March 27, 2008 - Comments Off on How to play well with others: Bring back the version targeting, Microsoft!

How to play well with others: Bring back the version targeting, Microsoft!

In anticipation of tonight's NY Web Standards meetup, I present this trenchant criticism from Joel Spolsky on Microsoft's decision to not make IE8 behave like IE7 by default:

The idealists rejoiced. Hundreds of them descended on the IE blog to actually say nice things about Microsoft for the first times in their lives.

I looked at my watch.

Tick, tick, tick.

Within a matter of seconds, you started to see people on the forums showing up like this one:

I have downloaded IE 8 and with it some bugs.
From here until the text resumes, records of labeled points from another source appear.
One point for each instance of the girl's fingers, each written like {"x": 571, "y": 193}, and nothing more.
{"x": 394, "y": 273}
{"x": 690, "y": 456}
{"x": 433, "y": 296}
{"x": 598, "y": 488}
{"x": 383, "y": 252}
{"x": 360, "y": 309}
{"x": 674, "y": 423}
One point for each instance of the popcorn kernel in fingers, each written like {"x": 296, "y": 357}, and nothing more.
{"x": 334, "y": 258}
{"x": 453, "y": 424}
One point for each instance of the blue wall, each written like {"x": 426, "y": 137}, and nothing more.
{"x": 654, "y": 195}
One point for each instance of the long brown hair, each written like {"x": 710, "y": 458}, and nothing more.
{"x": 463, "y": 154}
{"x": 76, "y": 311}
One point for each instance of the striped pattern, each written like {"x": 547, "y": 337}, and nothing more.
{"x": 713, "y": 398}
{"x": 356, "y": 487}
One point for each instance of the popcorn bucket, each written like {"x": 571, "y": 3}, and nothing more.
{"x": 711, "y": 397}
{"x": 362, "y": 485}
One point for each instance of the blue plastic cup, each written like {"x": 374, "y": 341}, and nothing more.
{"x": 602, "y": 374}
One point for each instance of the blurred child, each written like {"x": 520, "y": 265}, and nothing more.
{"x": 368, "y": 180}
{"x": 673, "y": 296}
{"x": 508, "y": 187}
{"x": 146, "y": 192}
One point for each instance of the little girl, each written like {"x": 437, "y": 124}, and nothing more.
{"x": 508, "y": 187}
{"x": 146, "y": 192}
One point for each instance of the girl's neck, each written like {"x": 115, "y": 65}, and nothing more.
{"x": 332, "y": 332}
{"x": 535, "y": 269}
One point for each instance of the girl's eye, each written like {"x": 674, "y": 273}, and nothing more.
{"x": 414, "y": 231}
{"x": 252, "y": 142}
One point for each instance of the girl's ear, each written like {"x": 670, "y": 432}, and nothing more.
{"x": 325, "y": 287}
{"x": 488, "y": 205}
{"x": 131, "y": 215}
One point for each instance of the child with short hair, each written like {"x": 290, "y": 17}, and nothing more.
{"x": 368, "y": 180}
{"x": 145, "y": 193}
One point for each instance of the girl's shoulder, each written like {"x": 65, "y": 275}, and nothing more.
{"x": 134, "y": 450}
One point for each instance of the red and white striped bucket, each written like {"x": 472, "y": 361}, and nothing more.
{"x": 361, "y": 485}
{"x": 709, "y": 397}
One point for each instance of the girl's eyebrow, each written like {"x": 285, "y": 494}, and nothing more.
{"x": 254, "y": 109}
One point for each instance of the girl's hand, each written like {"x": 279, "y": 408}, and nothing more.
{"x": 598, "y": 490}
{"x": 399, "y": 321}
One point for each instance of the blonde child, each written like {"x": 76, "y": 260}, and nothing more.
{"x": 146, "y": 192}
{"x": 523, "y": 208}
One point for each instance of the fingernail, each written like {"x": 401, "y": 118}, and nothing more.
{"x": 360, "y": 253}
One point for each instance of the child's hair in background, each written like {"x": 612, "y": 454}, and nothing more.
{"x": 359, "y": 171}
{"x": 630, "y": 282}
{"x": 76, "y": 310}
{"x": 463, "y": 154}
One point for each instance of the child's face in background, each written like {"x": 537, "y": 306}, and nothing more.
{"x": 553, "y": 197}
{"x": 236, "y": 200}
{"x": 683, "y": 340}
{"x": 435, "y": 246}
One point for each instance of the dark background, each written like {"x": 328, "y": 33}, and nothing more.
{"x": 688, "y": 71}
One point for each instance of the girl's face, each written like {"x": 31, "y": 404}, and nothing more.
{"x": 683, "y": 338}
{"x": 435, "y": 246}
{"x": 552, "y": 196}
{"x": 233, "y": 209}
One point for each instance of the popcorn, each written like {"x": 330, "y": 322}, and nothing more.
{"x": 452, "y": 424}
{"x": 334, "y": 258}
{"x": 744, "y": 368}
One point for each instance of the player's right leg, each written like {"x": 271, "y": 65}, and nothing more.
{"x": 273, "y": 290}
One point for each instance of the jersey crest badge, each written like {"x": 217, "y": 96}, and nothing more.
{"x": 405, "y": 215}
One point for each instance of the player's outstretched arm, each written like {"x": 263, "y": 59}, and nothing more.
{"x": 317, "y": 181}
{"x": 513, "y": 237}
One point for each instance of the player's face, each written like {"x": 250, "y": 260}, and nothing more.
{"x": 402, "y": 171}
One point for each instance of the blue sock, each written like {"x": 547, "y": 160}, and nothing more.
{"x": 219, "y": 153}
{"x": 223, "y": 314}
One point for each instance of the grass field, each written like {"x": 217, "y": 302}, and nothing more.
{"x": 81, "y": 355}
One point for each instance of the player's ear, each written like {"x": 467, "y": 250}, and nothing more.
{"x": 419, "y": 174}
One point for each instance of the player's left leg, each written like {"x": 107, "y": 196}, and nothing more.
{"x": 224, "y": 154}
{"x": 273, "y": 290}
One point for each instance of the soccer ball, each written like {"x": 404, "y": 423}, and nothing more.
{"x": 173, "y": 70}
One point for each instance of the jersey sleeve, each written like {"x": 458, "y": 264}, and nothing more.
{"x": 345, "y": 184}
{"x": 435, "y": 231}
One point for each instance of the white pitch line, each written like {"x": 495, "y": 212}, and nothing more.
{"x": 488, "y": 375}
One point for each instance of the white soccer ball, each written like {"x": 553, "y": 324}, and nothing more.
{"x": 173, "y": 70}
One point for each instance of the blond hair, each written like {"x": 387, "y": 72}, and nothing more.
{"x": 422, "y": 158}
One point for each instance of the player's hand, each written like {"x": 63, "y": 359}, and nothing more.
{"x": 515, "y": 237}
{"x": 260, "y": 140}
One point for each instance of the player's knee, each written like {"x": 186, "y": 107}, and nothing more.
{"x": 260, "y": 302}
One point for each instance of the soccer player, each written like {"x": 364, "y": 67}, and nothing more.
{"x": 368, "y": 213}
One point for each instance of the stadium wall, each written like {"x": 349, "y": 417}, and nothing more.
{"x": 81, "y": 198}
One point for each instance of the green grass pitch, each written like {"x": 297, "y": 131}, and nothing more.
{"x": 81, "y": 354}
Some of my websites like "HP" are very difficult to read as the whole page is very very small… The speed of my Internet has also been reduced on some occasions. Whe [sic] I use Google Maps, there are overlays everywhere, enough so it makes it ackward [sic] to use!

Mmhmm. All you smug idealists are laughing at this newbie/idjit. The consumer is not an idiot. She's your wife. So stop laughing. 98% of the world will install IE8 and say, "It has bugs and I can't see my sites." They don't give a flicking flick about your stupid religious enthusiasm for making web browsers which conform to some mythical, platonic "standard" that is not actually implemented anywhere. They don't want to hear your stories about messy hacks. They want web browsers that work with actual web sites.

From "Martian Headsets" on Joel on Software by Joel Spolsky, my favorite new blog on software development and the internet. So far, I find everything on here very well-written, reasoned, and developed into coherent essays (long is good!)